Il pilota britannico paragonato al tedesco, l’ex pilota non ha dubbi: i dettagli.
Che Lewis Hamilton stia vivendo un periodo di difficoltà è sotto gli occhi di tutti. Le aspettative sono cresciute parecchio dal momento del suo arrivo alla Ferrari, e con loro una serie di pressioni di non poco conto per il britannico.

Il paragone con Michael Schumacher, poi, ha iniziato ancor di più a diventare una questione quotidiana, proprio in virtù dell’esperienza con la scuderia di Maranello. Solo cinque podi nelle prime quattordici gare sono un bottino scarso per le monoposto italiane, soprattutto perché tutti conquistati da Charles Leclerc.
L’approdo del sette volte campione del mondo in Ferrari è stato accompagnato da aspettative elevatissime, forse persino sproporzionate. Gran parte di questa pressione è nata dall’ottimo campionato disputato dalla scuderia nel 2024, quando la Rossa arrivò a giocarsi il titolo Costruttori fino all’ultimo appuntamento contro la McLaren. A ciò si è aggiunto il fascino mediatico di vedere Hamilton vestire i colori del Cavallino, un aspetto suggestivo ma secondario rispetto alla realtà della pista. Nei fatti, i risultati non hanno finora rispettato le attese.
Hamilton, lo sfogo e non solo: l’analisi dell’ex pilota
Lo sfogo di Lewis Hamilton al termine dell’ultima gara, però, non va presa sul serio al 100%, ma rappresenterebbe un tentativo di dare una svolta all’intera scuderie. A rivelarlo è l’ex pilota Christian Danner, ex pilota tedesco, che ai microfoni di ran.de ha analizzato la situazione relativa a Lewis Hamilton.
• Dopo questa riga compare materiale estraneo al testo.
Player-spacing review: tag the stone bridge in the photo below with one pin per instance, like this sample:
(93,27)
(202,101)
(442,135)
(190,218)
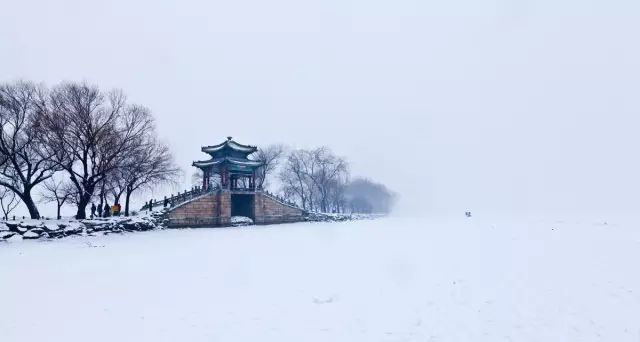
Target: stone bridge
(215,209)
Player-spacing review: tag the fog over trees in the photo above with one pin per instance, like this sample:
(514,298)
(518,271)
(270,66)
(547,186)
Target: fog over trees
(319,180)
(99,141)
(79,144)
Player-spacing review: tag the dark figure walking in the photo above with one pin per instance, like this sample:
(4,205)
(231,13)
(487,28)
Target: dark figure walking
(107,210)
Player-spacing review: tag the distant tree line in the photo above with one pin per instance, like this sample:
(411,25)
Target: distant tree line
(77,144)
(319,180)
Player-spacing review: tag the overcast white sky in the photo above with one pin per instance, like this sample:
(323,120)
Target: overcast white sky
(502,106)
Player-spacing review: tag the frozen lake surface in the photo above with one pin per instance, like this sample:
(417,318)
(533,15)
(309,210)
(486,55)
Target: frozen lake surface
(391,279)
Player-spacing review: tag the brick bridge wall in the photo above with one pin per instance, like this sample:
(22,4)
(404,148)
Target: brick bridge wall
(267,210)
(211,209)
(214,210)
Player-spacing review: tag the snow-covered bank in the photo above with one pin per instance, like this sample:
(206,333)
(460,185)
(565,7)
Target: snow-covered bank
(377,280)
(42,229)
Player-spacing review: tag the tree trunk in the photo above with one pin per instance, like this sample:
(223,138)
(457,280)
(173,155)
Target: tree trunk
(126,203)
(31,205)
(82,207)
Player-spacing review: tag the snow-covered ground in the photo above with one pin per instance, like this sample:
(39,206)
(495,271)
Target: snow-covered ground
(383,280)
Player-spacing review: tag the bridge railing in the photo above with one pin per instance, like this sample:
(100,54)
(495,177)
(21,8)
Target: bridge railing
(187,195)
(281,200)
(176,199)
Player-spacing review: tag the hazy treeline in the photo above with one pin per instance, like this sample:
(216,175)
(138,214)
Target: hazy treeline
(75,143)
(319,180)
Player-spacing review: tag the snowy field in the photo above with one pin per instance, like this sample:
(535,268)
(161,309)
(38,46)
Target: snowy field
(385,280)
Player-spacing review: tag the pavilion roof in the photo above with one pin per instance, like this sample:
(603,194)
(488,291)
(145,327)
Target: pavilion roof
(229,144)
(229,160)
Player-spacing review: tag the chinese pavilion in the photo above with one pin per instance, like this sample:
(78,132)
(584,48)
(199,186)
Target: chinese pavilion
(230,164)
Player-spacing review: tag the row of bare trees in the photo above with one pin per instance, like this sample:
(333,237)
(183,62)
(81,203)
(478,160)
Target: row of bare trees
(319,180)
(78,143)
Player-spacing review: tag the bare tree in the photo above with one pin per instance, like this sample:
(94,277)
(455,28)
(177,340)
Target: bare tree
(294,178)
(90,133)
(8,201)
(58,191)
(270,157)
(22,164)
(325,170)
(151,163)
(365,196)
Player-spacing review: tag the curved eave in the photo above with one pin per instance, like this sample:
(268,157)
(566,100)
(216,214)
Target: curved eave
(206,163)
(229,144)
(252,163)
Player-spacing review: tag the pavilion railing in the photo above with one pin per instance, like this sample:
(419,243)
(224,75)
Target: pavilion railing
(177,199)
(187,195)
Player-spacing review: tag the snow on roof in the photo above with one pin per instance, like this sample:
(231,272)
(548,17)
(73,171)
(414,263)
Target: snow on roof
(230,160)
(229,143)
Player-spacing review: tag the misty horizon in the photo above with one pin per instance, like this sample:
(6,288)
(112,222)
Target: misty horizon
(504,107)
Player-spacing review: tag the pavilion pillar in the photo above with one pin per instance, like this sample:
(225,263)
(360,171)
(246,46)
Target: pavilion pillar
(204,180)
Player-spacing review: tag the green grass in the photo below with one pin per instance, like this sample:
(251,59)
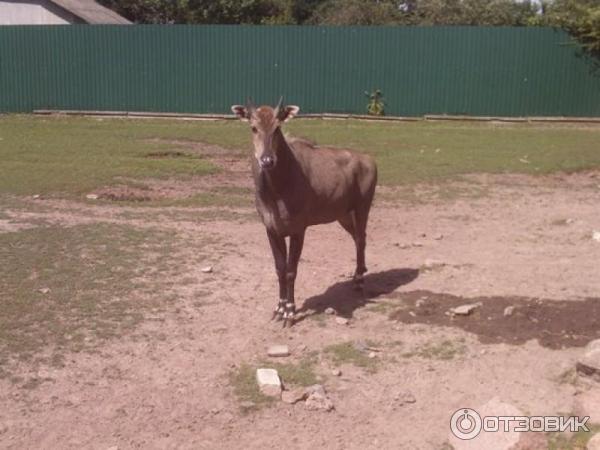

“Al momento gli mancano due o tre decimi. Può sembrare poco, ma a questo livello è decisivo. Durante la pausa estiva Hamilton deve decidere se vuole seguire la strada indicata dalla Ferrari, come stabilisce il team, oppure provare a cambiarla affinché si adatti a lui. Entrambe le opzioni richiedono energia e hanno esito incerto – ha dichiarato Danner – Se un pilota non ottiene quello che si aspetta dalla macchina, non può esprimere il suo potenziale. L’abbiamo visto con grandi nomi. Pensate a Michael Schumacher in Mercedes: anche lì la macchina non era adatta a lui. La sua apparizione pubblica mi è sembrata un po’ troppo autoflagellante. A dire il vero, troppo teatrale per prenderla completamente sul serio. Secondo me era motivata tatticamente, una sorta di sveglia per la Ferrari. Più uno strumento di comunicazione che un vero abbandono di se stesso.”, ha concluso.